The Japanese, Kieren had read once, have an art of fixing broken things with lacquer resin mixed with gold or silver, the cracks and missing pieces becoming history, becoming illuminated.
So maybe it’s like that, he thinks, maybe he can’t fix Simon but maybe he doesn’t have to, in the first place. Maybe this will be good too: bold touches, palms hurriedly pressed against skin and hair, shared breaths that they don’t really need but still want, when one starts and other finishes, lips and teeth catching – hungry, wanting.
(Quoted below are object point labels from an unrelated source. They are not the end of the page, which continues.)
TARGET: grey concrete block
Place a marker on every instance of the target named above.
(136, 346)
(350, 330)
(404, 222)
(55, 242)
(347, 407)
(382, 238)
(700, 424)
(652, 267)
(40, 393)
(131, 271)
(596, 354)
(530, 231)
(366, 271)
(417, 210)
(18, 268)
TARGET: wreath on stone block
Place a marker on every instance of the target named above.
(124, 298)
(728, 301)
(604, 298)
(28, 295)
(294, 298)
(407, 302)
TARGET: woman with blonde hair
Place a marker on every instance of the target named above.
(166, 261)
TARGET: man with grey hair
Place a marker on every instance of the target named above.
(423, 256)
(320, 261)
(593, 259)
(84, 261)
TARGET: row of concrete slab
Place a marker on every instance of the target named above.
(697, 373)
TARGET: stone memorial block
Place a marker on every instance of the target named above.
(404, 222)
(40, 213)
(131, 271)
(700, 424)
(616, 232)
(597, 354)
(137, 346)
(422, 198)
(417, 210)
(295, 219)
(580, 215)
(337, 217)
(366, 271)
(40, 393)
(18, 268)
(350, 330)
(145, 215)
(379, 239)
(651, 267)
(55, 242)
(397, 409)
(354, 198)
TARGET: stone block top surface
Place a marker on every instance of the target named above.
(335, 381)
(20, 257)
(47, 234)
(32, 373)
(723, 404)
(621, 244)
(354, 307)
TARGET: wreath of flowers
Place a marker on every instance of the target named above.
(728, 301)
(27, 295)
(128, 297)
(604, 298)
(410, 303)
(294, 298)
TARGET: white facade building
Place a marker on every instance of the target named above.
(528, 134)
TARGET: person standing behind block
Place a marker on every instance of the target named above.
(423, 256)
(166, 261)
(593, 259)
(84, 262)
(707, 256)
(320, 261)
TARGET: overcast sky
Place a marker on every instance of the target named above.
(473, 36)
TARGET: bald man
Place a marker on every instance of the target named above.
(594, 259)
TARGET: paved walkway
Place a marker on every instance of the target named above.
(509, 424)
He traces along Simon’s spine – fingers just shy of the naked flesh and bone, the no man’s land. Maybe this is the plan instead, he thinks, maybe this is how it goes.
II
For in much wisdom is much vexation,
and he who increases knowledge increases sorrow.Ecclesiastes 1:18
Sometimes Simon thinks he would rather not know. It’s selfish, he tells himself, you’re selfish. But he still sometimes will look at Kieren and think no, no, not him.
“Tell me about your death?” Simon asks against Kieren’s collarbone, lips moving slowly against the cold ashen skin. And then thinks a moment later No, no, please don’t. He does tell him, of course, his brilliant boy.
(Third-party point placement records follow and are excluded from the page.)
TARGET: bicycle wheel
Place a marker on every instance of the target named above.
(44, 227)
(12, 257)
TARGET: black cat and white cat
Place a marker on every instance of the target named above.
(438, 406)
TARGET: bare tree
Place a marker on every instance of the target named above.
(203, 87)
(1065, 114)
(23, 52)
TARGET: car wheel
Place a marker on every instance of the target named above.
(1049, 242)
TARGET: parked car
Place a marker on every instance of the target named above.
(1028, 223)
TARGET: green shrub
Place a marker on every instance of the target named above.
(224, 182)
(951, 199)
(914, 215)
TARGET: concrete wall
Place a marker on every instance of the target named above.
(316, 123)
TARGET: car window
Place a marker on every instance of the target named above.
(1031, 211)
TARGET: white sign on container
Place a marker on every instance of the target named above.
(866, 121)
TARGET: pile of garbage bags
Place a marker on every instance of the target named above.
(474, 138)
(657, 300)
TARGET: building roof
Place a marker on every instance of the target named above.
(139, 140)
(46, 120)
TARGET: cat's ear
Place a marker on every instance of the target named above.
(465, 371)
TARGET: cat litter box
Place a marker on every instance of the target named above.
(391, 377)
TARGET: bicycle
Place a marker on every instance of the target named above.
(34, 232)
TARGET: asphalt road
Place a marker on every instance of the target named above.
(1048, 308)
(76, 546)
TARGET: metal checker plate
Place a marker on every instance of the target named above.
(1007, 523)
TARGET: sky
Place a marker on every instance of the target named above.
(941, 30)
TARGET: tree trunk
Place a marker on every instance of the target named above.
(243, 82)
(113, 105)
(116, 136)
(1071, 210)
Sometimes he will wake up in the middle of the night with the clock showing some ridiculous hour, he will wake up and look at Kieren sleeping next to him and Simon’s forever-still heart will bleed.
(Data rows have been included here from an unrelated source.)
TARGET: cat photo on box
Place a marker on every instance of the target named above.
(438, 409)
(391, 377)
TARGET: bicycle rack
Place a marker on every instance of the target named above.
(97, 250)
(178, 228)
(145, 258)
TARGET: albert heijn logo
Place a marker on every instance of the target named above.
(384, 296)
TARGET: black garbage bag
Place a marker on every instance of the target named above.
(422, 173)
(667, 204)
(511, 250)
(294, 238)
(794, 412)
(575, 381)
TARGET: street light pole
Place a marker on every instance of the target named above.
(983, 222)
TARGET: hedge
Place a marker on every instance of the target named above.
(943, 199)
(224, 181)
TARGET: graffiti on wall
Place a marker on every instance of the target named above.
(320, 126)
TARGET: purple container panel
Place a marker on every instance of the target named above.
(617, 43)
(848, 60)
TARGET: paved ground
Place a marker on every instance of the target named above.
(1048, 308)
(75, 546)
“Tell me?” Kieren asks, touching his back for the first time. It’s gentle. He doesn’t feel it, of course he doesn’t, but he knows it is, like a phantom memory – not real, but it could be. It could be. Simon twists his mouth, if he could still taste he’s sure he could feel the stale tang of shame and anger on the tip of his tongue. He tells Kieren everything. Of course he does.
Sometimes they will be walking somewhere, fingers not quite touching, and Simon will suddenly catch a glimpse of the stitches on Kieren’s wrists and think thank you, thank you, I have him now and why him, why, not him all at the same time. Selfish, he tells himself and then thinks: but love is selfish, isn’t it?
They will be walking somewhere and Simon will take Kieren’s hand and lace their fingers together, map patterns on his palm with his thumb.
And Kieren will smile brightly and say, “I know.”